In one plane having the axes circumferential direction u and axial direction a, orthogonally to radial direction r, FIG. 4 a shows a sectional view of a guide vane 300 according to the present invention having a sealing device 27 and two stop hooks 29 that are connected to guide vane 300. The sectional view of FIG. 4 a is disposed approximately in the center in radial direction r at the level of guide vane platform 11 (see FIG. 6).
Guide vane profile 3 (see FIG. 6) is not visible in this sectional plane, but is sketched in dashed lines to illustrate the configuration of sealing device 27. Pin 5 (disposed radially inwardly relative to guide vane platform 11) is likewise shown in dashed lines since it is not visible in this sectional view. Pin 5 is shown, for example, in FIGS. 6 a and 5 b.

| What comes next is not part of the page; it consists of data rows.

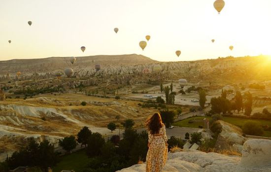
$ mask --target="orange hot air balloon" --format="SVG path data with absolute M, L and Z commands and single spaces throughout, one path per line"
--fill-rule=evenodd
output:
M 114 29 L 114 31 L 115 31 L 116 33 L 117 33 L 118 32 L 118 31 L 119 31 L 119 29 L 118 28 L 116 28 Z
M 176 52 L 175 52 L 175 53 L 176 53 L 176 55 L 177 55 L 177 56 L 179 57 L 181 55 L 181 51 L 179 50 L 177 50 L 176 51 Z
M 85 50 L 86 50 L 86 47 L 85 47 L 84 46 L 81 47 L 81 50 L 82 50 L 82 51 L 83 52 L 84 52 L 85 51 Z
M 74 57 L 70 58 L 70 60 L 69 60 L 71 64 L 73 64 L 75 62 L 75 61 L 76 61 L 76 58 Z
M 73 70 L 71 68 L 67 68 L 64 71 L 64 72 L 67 77 L 69 78 L 71 76 L 71 75 L 72 75 L 72 74 L 73 73 Z
M 214 2 L 214 7 L 218 12 L 218 14 L 220 14 L 220 11 L 223 9 L 224 6 L 225 2 L 223 0 L 216 0 Z
M 142 48 L 142 50 L 144 50 L 144 49 L 147 46 L 147 42 L 144 41 L 142 41 L 139 42 L 139 46 Z
M 149 73 L 150 72 L 150 69 L 148 68 L 145 68 L 143 69 L 142 72 L 143 73 Z
M 95 69 L 96 69 L 96 71 L 99 71 L 101 69 L 101 65 L 100 64 L 95 65 Z

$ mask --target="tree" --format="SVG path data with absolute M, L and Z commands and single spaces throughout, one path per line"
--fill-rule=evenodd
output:
M 174 116 L 175 114 L 172 111 L 160 111 L 163 122 L 165 124 L 166 128 L 169 128 L 170 125 L 174 122 Z
M 168 143 L 169 144 L 169 150 L 170 150 L 174 146 L 177 146 L 180 148 L 182 148 L 184 145 L 180 138 L 176 138 L 174 136 L 170 136 L 170 139 L 168 140 Z
M 164 91 L 166 94 L 166 102 L 167 104 L 169 104 L 169 86 L 167 86 L 165 87 Z
M 242 98 L 242 95 L 241 92 L 239 91 L 236 92 L 236 94 L 235 95 L 235 102 L 236 103 L 236 109 L 237 111 L 239 114 L 241 109 L 243 106 L 243 99 Z
M 165 100 L 164 100 L 164 99 L 161 96 L 158 96 L 157 97 L 157 98 L 156 98 L 156 102 L 157 103 L 164 104 Z
M 172 91 L 170 92 L 171 95 L 171 104 L 174 104 L 175 103 L 175 96 L 176 95 L 176 92 Z
M 190 136 L 189 135 L 189 133 L 185 133 L 185 138 L 184 138 L 185 139 L 190 140 Z
M 214 114 L 212 115 L 212 119 L 210 123 L 212 124 L 218 120 L 222 120 L 223 118 L 223 117 L 220 114 Z
M 234 113 L 235 112 L 235 110 L 237 110 L 236 107 L 236 102 L 235 101 L 231 102 L 231 110 L 234 111 Z
M 73 136 L 65 137 L 63 139 L 59 140 L 59 143 L 63 149 L 68 152 L 76 147 L 77 145 L 75 137 Z
M 37 152 L 37 166 L 44 171 L 47 170 L 48 167 L 54 166 L 58 162 L 58 156 L 57 153 L 55 152 L 54 145 L 47 140 L 40 143 Z
M 181 108 L 178 108 L 177 110 L 177 116 L 179 117 L 181 114 L 182 114 L 182 109 Z
M 47 170 L 48 167 L 55 166 L 58 161 L 58 154 L 54 146 L 47 140 L 37 144 L 31 139 L 26 147 L 14 152 L 11 157 L 6 160 L 9 169 L 18 166 L 38 167 Z
M 264 134 L 264 130 L 261 124 L 256 121 L 249 120 L 245 122 L 242 129 L 245 134 L 261 136 Z
M 161 92 L 163 92 L 163 90 L 164 90 L 164 89 L 163 87 L 163 84 L 161 83 L 161 84 L 160 84 L 160 91 Z
M 247 101 L 245 104 L 245 113 L 247 116 L 250 116 L 252 112 L 252 95 L 249 92 L 246 93 Z
M 111 122 L 107 125 L 107 128 L 111 130 L 111 133 L 113 132 L 113 130 L 116 129 L 116 124 L 114 122 Z
M 195 132 L 191 134 L 191 143 L 198 144 L 199 143 L 202 142 L 201 139 L 202 139 L 203 136 L 202 136 L 202 133 Z
M 205 107 L 205 103 L 206 102 L 206 94 L 205 91 L 203 89 L 200 90 L 199 92 L 200 95 L 200 106 L 203 109 Z
M 221 90 L 221 97 L 224 98 L 225 99 L 227 98 L 227 90 L 224 90 L 222 89 Z
M 85 146 L 86 146 L 91 136 L 91 131 L 89 129 L 88 127 L 85 126 L 80 130 L 77 134 L 77 141 L 78 143 L 81 144 L 81 147 L 82 145 L 85 145 Z
M 210 129 L 215 136 L 218 136 L 218 134 L 222 131 L 222 126 L 220 122 L 215 121 L 211 124 Z
M 118 143 L 120 142 L 120 138 L 119 135 L 113 135 L 110 139 L 111 142 L 113 143 L 115 145 L 118 144 Z
M 98 132 L 93 133 L 88 141 L 86 149 L 87 155 L 90 157 L 99 155 L 101 149 L 105 143 L 104 139 L 101 134 Z
M 116 116 L 115 117 L 115 118 L 117 119 L 117 121 L 118 121 L 119 120 L 120 120 L 120 115 L 116 115 Z
M 229 100 L 221 97 L 212 98 L 211 105 L 211 109 L 215 113 L 220 114 L 222 112 L 225 114 L 231 110 L 231 103 Z
M 134 125 L 135 125 L 135 121 L 132 119 L 127 119 L 122 122 L 121 124 L 125 127 L 125 128 L 132 128 Z

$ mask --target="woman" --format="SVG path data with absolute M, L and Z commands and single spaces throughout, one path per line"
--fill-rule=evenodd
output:
M 146 172 L 161 172 L 168 158 L 166 127 L 158 113 L 154 114 L 146 123 L 149 134 Z

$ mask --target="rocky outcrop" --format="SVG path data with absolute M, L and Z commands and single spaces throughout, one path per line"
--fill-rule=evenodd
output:
M 222 131 L 218 136 L 216 147 L 222 149 L 231 149 L 233 148 L 242 150 L 242 145 L 247 139 L 242 136 L 242 130 L 235 125 L 222 120 L 218 122 L 222 126 Z
M 271 172 L 271 141 L 247 141 L 242 157 L 185 150 L 169 153 L 164 172 Z M 145 172 L 145 164 L 137 164 L 117 171 Z
M 0 89 L 0 101 L 5 101 L 5 96 L 4 91 Z

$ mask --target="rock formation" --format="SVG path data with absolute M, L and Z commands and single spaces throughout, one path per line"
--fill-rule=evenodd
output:
M 4 91 L 0 89 L 0 101 L 5 101 L 5 96 Z
M 222 128 L 217 138 L 216 147 L 222 149 L 235 149 L 240 153 L 243 144 L 247 140 L 242 136 L 242 130 L 222 120 L 219 122 Z
M 185 150 L 169 153 L 164 172 L 271 172 L 271 140 L 253 139 L 244 144 L 242 157 Z M 145 164 L 118 172 L 145 172 Z

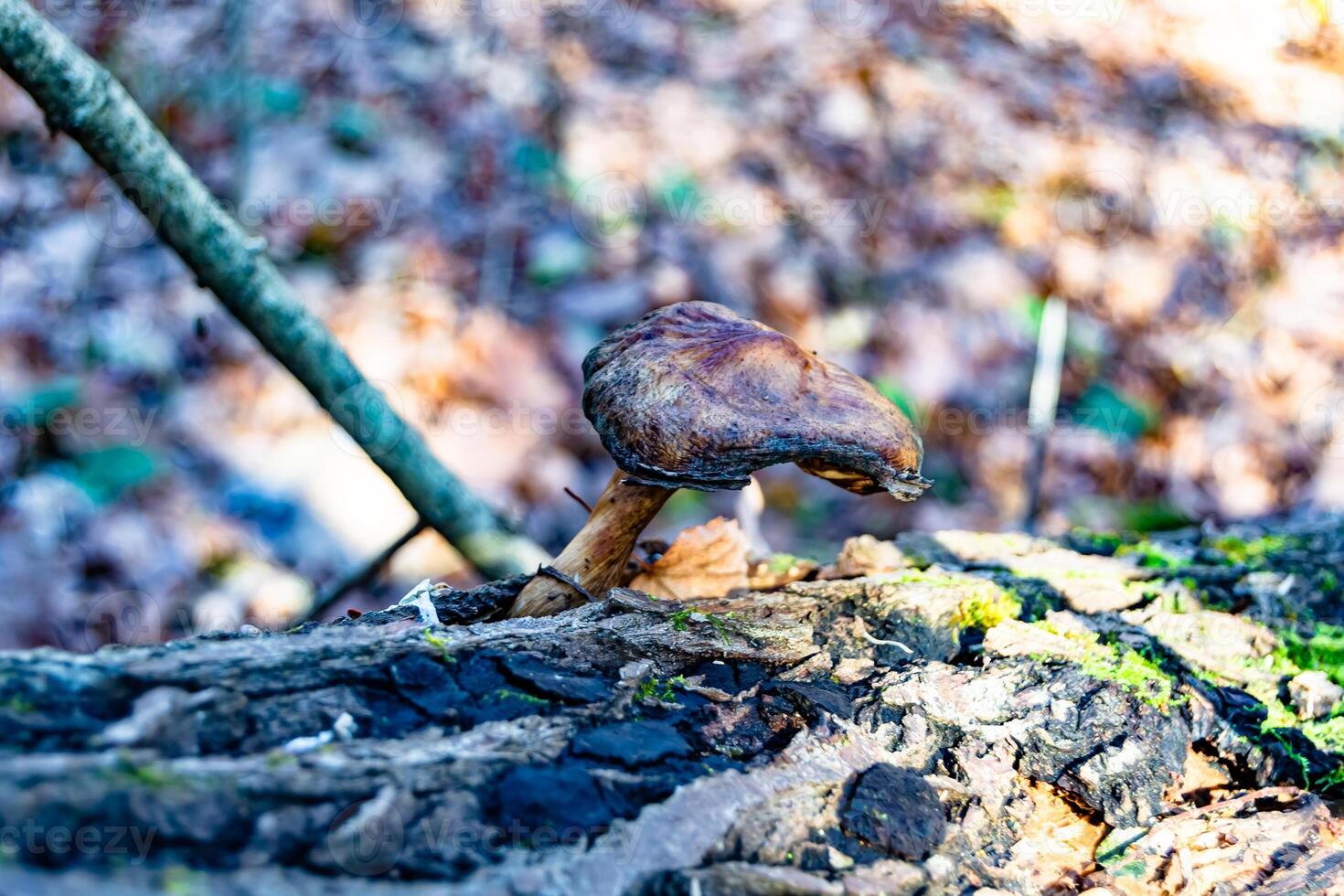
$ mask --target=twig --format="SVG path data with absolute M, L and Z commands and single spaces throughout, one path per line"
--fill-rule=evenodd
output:
M 438 462 L 345 349 L 173 150 L 126 89 L 24 0 L 0 0 L 0 69 L 112 175 L 202 286 L 212 290 L 411 506 L 487 578 L 526 572 L 546 552 L 512 531 Z
M 867 631 L 863 633 L 863 639 L 867 641 L 868 643 L 876 643 L 876 645 L 888 646 L 888 647 L 900 647 L 902 650 L 905 650 L 910 656 L 914 656 L 914 653 L 915 653 L 914 650 L 911 650 L 906 645 L 900 643 L 899 641 L 883 641 L 882 638 L 874 638 Z
M 577 594 L 583 595 L 583 599 L 587 600 L 589 603 L 597 603 L 598 602 L 598 599 L 594 598 L 593 594 L 587 588 L 585 588 L 582 584 L 579 584 L 578 579 L 575 579 L 571 575 L 564 575 L 563 572 L 560 572 L 559 570 L 556 570 L 552 566 L 547 566 L 547 564 L 543 563 L 542 566 L 536 567 L 536 575 L 544 575 L 548 579 L 555 579 L 556 582 L 563 582 L 564 584 L 567 584 L 571 588 L 574 588 L 574 591 Z
M 1036 371 L 1031 377 L 1031 406 L 1027 426 L 1031 430 L 1031 465 L 1027 467 L 1027 513 L 1023 528 L 1036 531 L 1040 513 L 1040 485 L 1046 476 L 1046 450 L 1059 411 L 1059 380 L 1064 367 L 1064 341 L 1068 336 L 1068 306 L 1051 296 L 1040 316 L 1036 339 Z
M 360 566 L 347 572 L 339 580 L 333 582 L 323 591 L 317 600 L 313 602 L 312 609 L 302 615 L 301 621 L 316 619 L 343 596 L 378 575 L 378 572 L 387 566 L 394 556 L 396 556 L 396 552 L 410 544 L 411 539 L 423 532 L 427 525 L 429 524 L 425 523 L 425 520 L 415 520 L 415 525 L 406 529 L 406 532 L 403 532 L 395 541 L 379 551 L 376 556 L 370 557 Z
M 581 498 L 579 494 L 578 494 L 578 492 L 575 492 L 574 489 L 571 489 L 570 486 L 566 485 L 564 486 L 564 493 L 569 494 L 575 501 L 578 501 L 581 508 L 583 508 L 589 513 L 593 512 L 593 505 L 589 504 L 587 501 L 585 501 L 583 498 Z

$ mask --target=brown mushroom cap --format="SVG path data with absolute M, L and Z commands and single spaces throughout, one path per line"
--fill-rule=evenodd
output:
M 659 309 L 583 360 L 583 411 L 629 481 L 741 489 L 775 463 L 913 501 L 923 446 L 853 373 L 714 302 Z

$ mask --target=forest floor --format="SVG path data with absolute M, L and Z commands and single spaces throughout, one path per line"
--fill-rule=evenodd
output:
M 942 532 L 4 654 L 0 889 L 1335 892 L 1341 566 L 1340 519 Z

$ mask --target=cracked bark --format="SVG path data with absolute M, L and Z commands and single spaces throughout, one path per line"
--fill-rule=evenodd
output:
M 1340 825 L 1294 786 L 1339 756 L 1263 735 L 1254 701 L 1211 682 L 1226 665 L 1214 649 L 1243 649 L 1191 635 L 1220 611 L 1153 598 L 1177 574 L 1245 591 L 1266 571 L 1191 566 L 1145 583 L 1132 562 L 1016 536 L 900 544 L 942 567 L 689 607 L 618 588 L 489 621 L 519 578 L 438 588 L 448 625 L 406 606 L 286 634 L 0 657 L 13 834 L 0 845 L 17 860 L 0 888 L 136 892 L 187 875 L 228 893 L 1286 893 L 1341 880 Z M 1117 611 L 1126 582 L 1141 587 Z M 1050 625 L 968 626 L 1003 586 Z M 1071 626 L 1161 660 L 1171 693 L 1098 673 Z

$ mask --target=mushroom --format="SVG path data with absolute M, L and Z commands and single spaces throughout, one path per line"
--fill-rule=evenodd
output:
M 741 489 L 789 462 L 857 494 L 914 501 L 930 485 L 919 437 L 878 390 L 714 302 L 661 308 L 598 343 L 583 359 L 583 412 L 618 469 L 511 615 L 610 590 L 677 489 Z

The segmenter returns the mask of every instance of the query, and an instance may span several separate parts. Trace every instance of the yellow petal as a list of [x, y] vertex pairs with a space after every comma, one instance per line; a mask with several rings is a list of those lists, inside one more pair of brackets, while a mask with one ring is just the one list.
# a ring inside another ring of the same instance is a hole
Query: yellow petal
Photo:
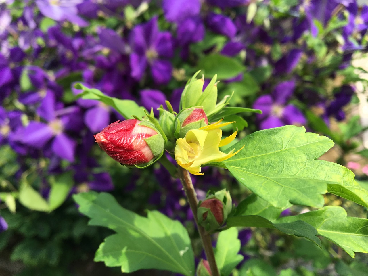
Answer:
[[238, 129], [236, 129], [236, 131], [235, 131], [234, 133], [232, 134], [230, 136], [228, 136], [226, 138], [224, 138], [220, 142], [220, 144], [219, 144], [219, 147], [222, 146], [226, 146], [228, 144], [232, 142], [234, 139], [235, 137], [236, 137], [236, 135], [238, 133]]

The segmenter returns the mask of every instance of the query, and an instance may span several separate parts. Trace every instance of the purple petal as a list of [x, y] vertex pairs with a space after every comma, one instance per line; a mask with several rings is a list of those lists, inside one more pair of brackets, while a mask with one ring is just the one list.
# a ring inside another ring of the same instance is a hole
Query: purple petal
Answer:
[[0, 233], [8, 229], [8, 224], [3, 217], [0, 217]]
[[264, 95], [259, 98], [253, 103], [253, 108], [262, 110], [262, 114], [257, 114], [257, 118], [263, 120], [271, 113], [273, 100], [270, 95]]
[[275, 102], [280, 105], [284, 105], [293, 95], [295, 88], [295, 81], [287, 81], [280, 82], [276, 85], [272, 95]]
[[232, 38], [236, 34], [237, 28], [231, 20], [222, 14], [210, 13], [207, 19], [208, 27], [215, 32]]
[[162, 8], [167, 21], [179, 23], [186, 18], [198, 15], [201, 3], [199, 0], [163, 0]]
[[42, 148], [54, 136], [52, 130], [43, 123], [32, 121], [24, 130], [20, 141], [38, 149]]
[[129, 63], [131, 68], [131, 75], [137, 80], [140, 80], [147, 67], [146, 57], [132, 53], [129, 56]]
[[55, 102], [54, 93], [51, 90], [48, 90], [37, 109], [37, 114], [47, 121], [54, 120], [55, 118]]
[[158, 116], [159, 111], [157, 109], [161, 105], [165, 105], [165, 101], [166, 100], [165, 94], [159, 90], [151, 89], [142, 90], [139, 93], [143, 106], [148, 111], [151, 110], [151, 107], [153, 107], [155, 116]]
[[88, 109], [84, 114], [84, 123], [93, 133], [100, 131], [109, 124], [110, 111], [100, 105]]
[[288, 124], [300, 126], [304, 125], [307, 123], [303, 113], [292, 105], [288, 105], [285, 107], [282, 117]]
[[101, 45], [103, 46], [123, 53], [125, 45], [121, 37], [113, 30], [100, 28], [99, 29], [99, 37]]
[[99, 191], [107, 191], [114, 189], [114, 184], [110, 175], [107, 173], [93, 174], [95, 179], [88, 183], [90, 189]]
[[173, 38], [171, 34], [168, 32], [158, 34], [155, 47], [159, 56], [171, 57], [173, 53]]
[[261, 130], [265, 130], [273, 127], [282, 127], [285, 125], [285, 124], [277, 117], [270, 116], [261, 123], [259, 124], [259, 128]]
[[157, 84], [167, 84], [171, 79], [173, 67], [167, 60], [157, 60], [151, 67], [151, 73], [153, 81]]
[[55, 137], [52, 143], [52, 150], [62, 158], [73, 162], [76, 145], [75, 141], [62, 133]]

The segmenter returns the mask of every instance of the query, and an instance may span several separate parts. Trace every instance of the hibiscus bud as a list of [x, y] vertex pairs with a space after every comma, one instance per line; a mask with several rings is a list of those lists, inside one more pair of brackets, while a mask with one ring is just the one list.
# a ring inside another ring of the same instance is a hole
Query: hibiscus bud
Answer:
[[163, 150], [163, 138], [148, 121], [118, 121], [94, 137], [103, 150], [123, 165], [147, 163]]
[[[180, 124], [180, 126], [178, 125]], [[183, 138], [189, 131], [208, 125], [208, 119], [201, 107], [192, 107], [180, 112], [175, 120], [175, 128], [179, 128], [178, 138]]]
[[197, 211], [198, 223], [207, 231], [216, 230], [224, 224], [232, 209], [229, 192], [225, 189], [219, 191], [200, 204]]
[[212, 276], [208, 261], [201, 259], [197, 267], [197, 276]]

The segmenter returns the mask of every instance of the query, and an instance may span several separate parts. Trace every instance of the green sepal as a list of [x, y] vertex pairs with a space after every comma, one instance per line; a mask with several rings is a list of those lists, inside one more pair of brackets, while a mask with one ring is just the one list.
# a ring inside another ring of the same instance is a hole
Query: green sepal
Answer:
[[[151, 109], [151, 111], [152, 111], [152, 110]], [[153, 116], [151, 116], [150, 115], [149, 115], [148, 114], [145, 112], [145, 112], [146, 113], [146, 116], [147, 116], [147, 117], [148, 118], [148, 119], [149, 120], [149, 121], [153, 124], [155, 127], [157, 129], [158, 132], [160, 133], [161, 135], [162, 135], [162, 138], [163, 138], [164, 141], [165, 141], [165, 144], [166, 144], [167, 142], [167, 137], [166, 136], [166, 134], [165, 134], [165, 132], [163, 132], [163, 130], [162, 129], [162, 128], [161, 127], [160, 124], [159, 124], [159, 122], [157, 121], [157, 120], [155, 118], [155, 117]], [[142, 121], [144, 122], [145, 121]], [[139, 125], [141, 125], [142, 123], [139, 124]]]
[[202, 106], [206, 114], [209, 113], [215, 109], [217, 102], [217, 75], [215, 75], [208, 84], [203, 93], [201, 93], [195, 103], [195, 105]]
[[172, 143], [176, 139], [174, 136], [175, 131], [175, 116], [170, 111], [160, 109], [160, 118], [159, 119], [159, 124], [162, 128], [162, 130], [167, 137], [168, 142]]
[[201, 70], [197, 71], [193, 75], [184, 88], [180, 98], [180, 110], [195, 105], [202, 94], [204, 79], [196, 78], [200, 72]]
[[205, 122], [205, 119], [204, 118], [199, 121], [193, 122], [190, 124], [188, 124], [185, 127], [182, 127], [181, 125], [184, 122], [185, 119], [192, 114], [194, 109], [200, 108], [203, 109], [203, 106], [194, 106], [190, 108], [186, 108], [180, 111], [175, 119], [175, 125], [176, 129], [179, 128], [179, 138], [184, 138], [187, 134], [187, 132], [191, 130], [198, 129], [200, 127], [205, 127], [207, 125], [207, 124]]

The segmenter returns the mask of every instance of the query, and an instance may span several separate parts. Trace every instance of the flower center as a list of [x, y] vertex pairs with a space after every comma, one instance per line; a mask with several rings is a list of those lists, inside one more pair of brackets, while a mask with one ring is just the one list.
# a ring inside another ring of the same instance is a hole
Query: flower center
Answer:
[[4, 137], [7, 137], [10, 132], [10, 128], [7, 124], [0, 127], [0, 134]]
[[57, 119], [50, 122], [49, 123], [49, 125], [51, 128], [53, 132], [55, 135], [60, 134], [64, 130], [64, 128], [61, 121]]
[[282, 116], [283, 112], [284, 107], [283, 106], [279, 105], [274, 105], [272, 106], [271, 110], [271, 114], [272, 115], [277, 118], [280, 118]]
[[148, 49], [146, 51], [146, 56], [150, 61], [152, 61], [159, 56], [157, 52], [154, 49]]

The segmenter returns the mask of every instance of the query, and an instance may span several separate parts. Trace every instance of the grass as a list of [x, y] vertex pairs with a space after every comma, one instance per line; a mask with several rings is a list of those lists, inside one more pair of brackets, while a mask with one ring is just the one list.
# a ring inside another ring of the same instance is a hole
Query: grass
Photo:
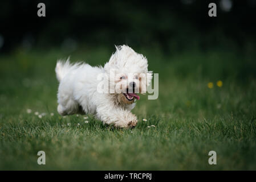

In this exemplary embodiment, sealing device 27 is designed as a slide plate 27. In the sectional plane shown in FIG. 4 a, slide plate 27 may move in circumferential direction u and in axial direction a (displacement path 28), not, however, in radial direction r (see FIG. 6). The movement is limited by both stop hooks 29 against which both offsets 31 of slide plate 27 may rest.
The position of slide plate 27 shown in FIG. 4 a may be referred to as installation position.
Slide plate 27 may rotate within the described freedom of movement about a center of rotation 33 of stop hooks 29 with a rotation angle 30.
In a dashed representation, slide plate 27 is shown in a hook position 35. In hook position 35, the maximum displacement path of slide plate 27 is reached relative to the initial position (installation position).
Circle 37 represents bore 37 in inner ring 7 for accommodating guide vane platform 11 of guide vane 300 (see FIGS. 1 and 2). In response to this bore 37 being subject to possible wear due, for example, to rotations of guide vane 300 according to the present invention about longitudinal axis 14 thereof (orthogonally to the drawing plane) and/or in response to thermal material expansions during operation, bore 37 of inner ring 7 may be or become displaced. Dashed circle 39 represents a maximum displacement of bore 37 as the result of wear.
Relative to previously described hook position 35 of slide plate 27, slide plate 27 may at least partially cover, respectively seal gap 41 between outer boundary edge 43 of guide vane platform 11 and of bore 37 and thereby at least partially prevent a leakage flow 25 (see FIG. 3).
In addition, FIG. 4 a shows an access bore 45 that is configured in the bottom side (radially inner side) of guide vane platform 11. The function of access bore 45 is described in FIG. 4 b.
FIG. 4 b shows slide plate 27 in a position that is displaced relative to the initial position (installation position) in which gap 41 is regionally covered or sealed by slide plate 27. This position may be referred to as nominal position (in the installed state and pressurized).
In region 47, slide plate 27 rests against bore 37 of inner ring 7. Offset 31 of slide plate 27, which is upwardly disposed in FIG. 4 b, rests against upper stop hook 29. On the other hand, lower offset 31 does not rest against lower stop hook 29. This would at least be possible, however, in the case of a worn bore 39 (see FIG. 4 a).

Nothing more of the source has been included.